An increase of financial challenges around the world, specifically the growing global urgency regarding climate change, have led experts to predict that many industries will move towards seeking more incremental value from operations. In the future, capital is likely to be tighter, which will add to the urgency with which companies respond to their strategic issues. This presents significant opportunities for businesses to keep an eye on government policies and deploy funding from a government subsidy when available.

There are technological, economic and regulatory challenges to overcome for the widespread use of hydrogen. However, interest among governments and industries in the opportunities to support and invest in hydrogen is rising, just as it has been for renewables. An increasing number of governments are developing hydrogen-focused national policies and roadmaps or are setting out initiatives, e.g., Japan, France, the EU, Australia and South Korea. In China, a similar council was created by Chinese companies, the China Hydrogen Alliance.

Growing and incentivizing a clean hydrogen market will be a necessary step to enable decarbonization across multiple industries and will also be necessary to lower the costs of the new technologies supplies, to increase the power systems' flexibility. Moreover, different governments’ hydrogen strategies will greatly affect what opportunities can be taken advantage of. Making use of government policies, regulations and sources of funding, first-movers will be able to reap the benefits of de-risked investments and establish a stronghold in the clean hydrogen market and the path to full energy transition.

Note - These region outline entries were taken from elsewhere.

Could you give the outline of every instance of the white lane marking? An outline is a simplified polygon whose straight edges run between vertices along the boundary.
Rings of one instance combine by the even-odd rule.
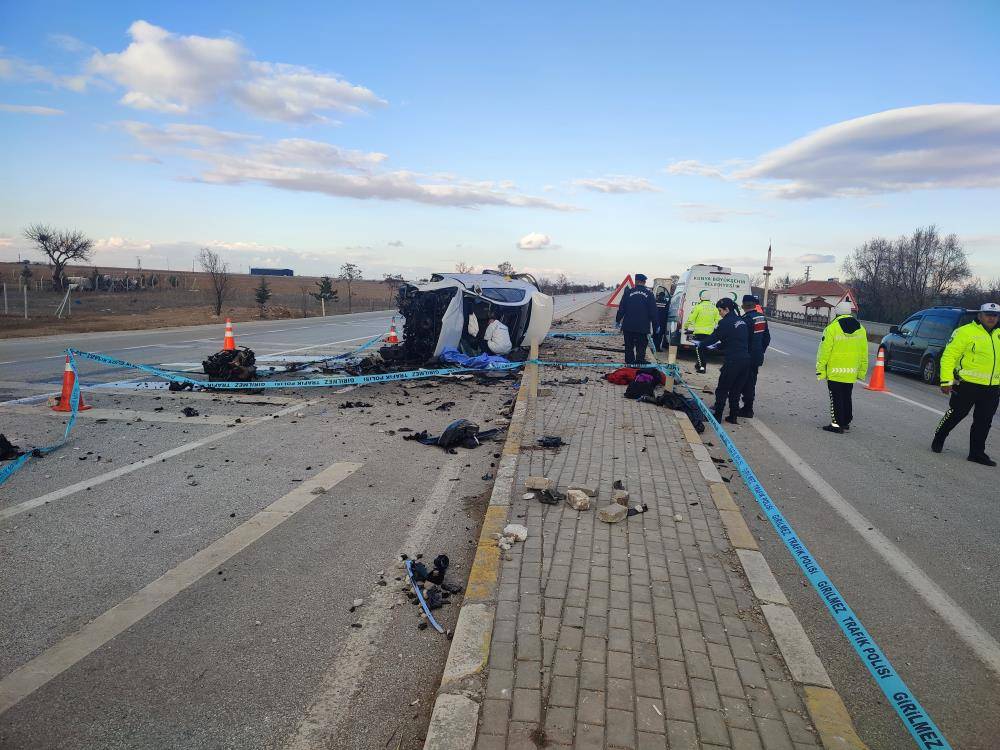
[[[805,460],[759,419],[750,421],[754,429],[795,469],[817,494],[836,511],[837,515],[861,536],[865,542],[917,592],[917,595],[965,641],[979,659],[1000,674],[1000,643],[997,643],[968,612],[922,571],[910,557],[875,528],[857,508],[837,492]],[[871,529],[869,531],[869,529]]]
[[[864,385],[867,388],[868,383],[862,383],[862,385]],[[898,393],[893,393],[892,391],[879,391],[879,392],[885,394],[886,396],[892,396],[893,398],[898,398],[900,401],[905,401],[906,403],[912,404],[913,406],[919,406],[921,409],[926,409],[932,414],[937,414],[939,417],[944,416],[944,412],[941,411],[940,409],[935,409],[933,406],[928,406],[927,404],[922,404],[919,401],[914,401],[912,398],[907,398],[906,396],[900,396]]]
[[[342,393],[343,391],[337,391]],[[47,492],[44,495],[39,495],[38,497],[32,498],[31,500],[25,500],[23,503],[18,503],[17,505],[11,505],[7,508],[0,508],[0,523],[6,521],[8,518],[12,518],[20,513],[31,510],[32,508],[37,508],[40,505],[45,505],[46,503],[52,503],[56,500],[62,500],[64,497],[69,497],[77,492],[82,492],[88,487],[97,487],[98,485],[110,482],[112,479],[117,479],[118,477],[125,476],[126,474],[131,474],[133,471],[138,471],[145,466],[151,466],[152,464],[160,463],[168,458],[173,458],[174,456],[179,456],[182,453],[187,453],[195,448],[201,448],[203,445],[209,445],[210,443],[215,443],[223,438],[229,437],[230,435],[235,435],[240,430],[245,430],[248,427],[253,427],[254,425],[261,424],[262,422],[270,422],[274,415],[283,416],[285,414],[291,414],[292,412],[298,411],[299,409],[304,409],[307,406],[318,403],[320,399],[312,399],[310,401],[300,401],[297,404],[293,404],[285,409],[274,412],[274,414],[268,414],[263,417],[255,417],[245,424],[241,424],[238,427],[230,427],[228,430],[223,430],[222,432],[216,432],[213,435],[207,435],[200,440],[193,440],[190,443],[184,443],[183,445],[178,445],[176,448],[171,448],[170,450],[164,451],[163,453],[158,453],[150,458],[144,458],[142,461],[136,461],[135,463],[128,464],[127,466],[121,466],[114,471],[109,471],[106,474],[99,474],[96,477],[91,477],[90,479],[84,479],[76,484],[71,484],[68,487],[63,487],[60,490],[53,490],[52,492]]]
[[[473,415],[473,418],[474,415]],[[397,550],[393,562],[403,553],[425,549],[437,527],[441,514],[448,504],[456,479],[460,474],[461,456],[451,456],[420,510],[403,546]],[[391,569],[387,571],[391,574]],[[391,582],[391,579],[390,579]],[[340,656],[323,676],[323,682],[295,733],[286,741],[284,750],[315,750],[333,747],[332,740],[347,716],[351,698],[361,686],[372,657],[380,652],[384,638],[382,632],[392,621],[393,601],[399,594],[391,586],[375,586],[368,597],[368,604],[358,617],[360,629],[351,628],[340,647]]]
[[[217,569],[226,560],[287,521],[319,497],[312,493],[314,489],[317,487],[329,489],[360,468],[361,464],[346,462],[327,467],[241,523],[221,539],[212,542],[125,601],[91,620],[77,632],[63,638],[27,664],[15,669],[0,680],[0,714],[16,706],[38,688],[128,630],[157,607],[170,601],[198,579]]]

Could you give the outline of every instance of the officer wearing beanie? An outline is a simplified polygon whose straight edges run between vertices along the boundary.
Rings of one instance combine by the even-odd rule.
[[[996,466],[986,455],[990,423],[1000,404],[1000,305],[987,302],[977,318],[956,328],[941,354],[941,390],[951,395],[948,411],[934,432],[931,450],[940,453],[945,438],[972,412],[969,460]],[[957,377],[956,377],[957,376]]]
[[[747,322],[750,334],[750,367],[747,379],[743,384],[743,408],[741,417],[753,416],[753,402],[757,397],[757,371],[764,364],[764,352],[771,344],[771,331],[767,327],[767,318],[759,312],[760,301],[752,294],[743,295],[743,320]]]
[[[695,341],[696,347],[708,349],[721,346],[722,369],[719,384],[715,389],[715,418],[722,421],[722,412],[729,403],[726,421],[739,424],[736,418],[740,409],[740,394],[750,368],[750,342],[747,322],[736,312],[736,302],[724,297],[715,303],[721,318],[715,331],[703,341]]]
[[[622,295],[615,323],[625,336],[625,363],[646,364],[646,340],[656,330],[656,299],[644,274],[637,273],[635,286]]]

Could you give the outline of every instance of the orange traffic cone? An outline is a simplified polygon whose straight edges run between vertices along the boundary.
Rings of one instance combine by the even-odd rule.
[[[233,324],[226,318],[226,337],[222,340],[222,351],[231,352],[236,349],[236,339],[233,338]]]
[[[865,388],[869,391],[889,392],[885,387],[885,349],[881,346],[878,348],[878,357],[875,358],[875,369],[872,370],[872,376]]]
[[[398,344],[399,336],[396,335],[396,318],[392,319],[389,324],[389,335],[385,337],[385,343],[387,344]]]
[[[76,381],[76,373],[73,372],[73,368],[69,365],[69,355],[66,355],[66,366],[63,368],[63,392],[59,396],[59,400],[56,405],[52,407],[52,411],[73,411],[73,406],[71,404],[73,397],[73,383]],[[83,403],[83,391],[80,391],[80,400],[77,402],[77,411],[86,411],[91,407]]]

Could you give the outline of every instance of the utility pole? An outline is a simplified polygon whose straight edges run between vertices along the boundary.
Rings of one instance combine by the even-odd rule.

Development of hydrogen industry in Thailand

Thailand started embracing the significance of hydrogen more than a decade ago and has been planning to create a hydrogen-based ecosystem. In 2012, hydrogen and fuel cell technologies have been put in the government's 15 year-renewable energy roadmap with the intention to increase the production and use of hydrogen. The 15 year-roadmap has set a mission to create the hydrogen network to study the energy transformation to fuel cell with the use of hydrogen. The network's mission is to collaborate among stakeholders both from the public and private sectors to help shape the industry framework. This includes the study of legal and regulatory frameworks to assess if existing laws and policies are sufficient and identify changes required to drive the clean hydrogen industry forward, in order to design the government subsidies policy required to elevate the interest in the hydrogen-related space into future growth.

The Electricity Generating Authority of Thailand (EGAT) built a wind hydrogen hybrid power plant in north eastern Thailand and started electricity generation in 2017. This is the first pilot project hydrogen power plant in Thailand and is the first in Asia to use a wind hydrogen hybrid system.

Earlier this year, Phi Suea House in Chiang Mai, the world's first solar-hydrogen residential development sustainable residence project, was selected by the European Commission for its Hydrogen Valley Mission Innovation[1] platform.

BOI Incentives

Investors in Thailand's hydrogen market can enjoy investment promotion from the Board of Investment (BOI), such as corporate income tax exemption and exemption of import duties on machinery, depending on the promoted activities. Current available categories include hydrogen production and hydrogen-based renewable energy power plants. In addition, earlier this year, the measure to promote energy conservation, use of alternative energy or reducing environmental impact came to effect. It offers eligible investors additional privileges granted to the promoted projects, for example, a 3 year extended corporate income tax exemption and exemption of import duties on machinery.

We believe more incentives programs in this space are soon to be expected from the public and private sectors, both locally and globally, to support the fast growing needs for clean energy. A thorough analysis on regional and sectoral funding, government policies' focus can provide some insight as to the subsidy and funding patterns.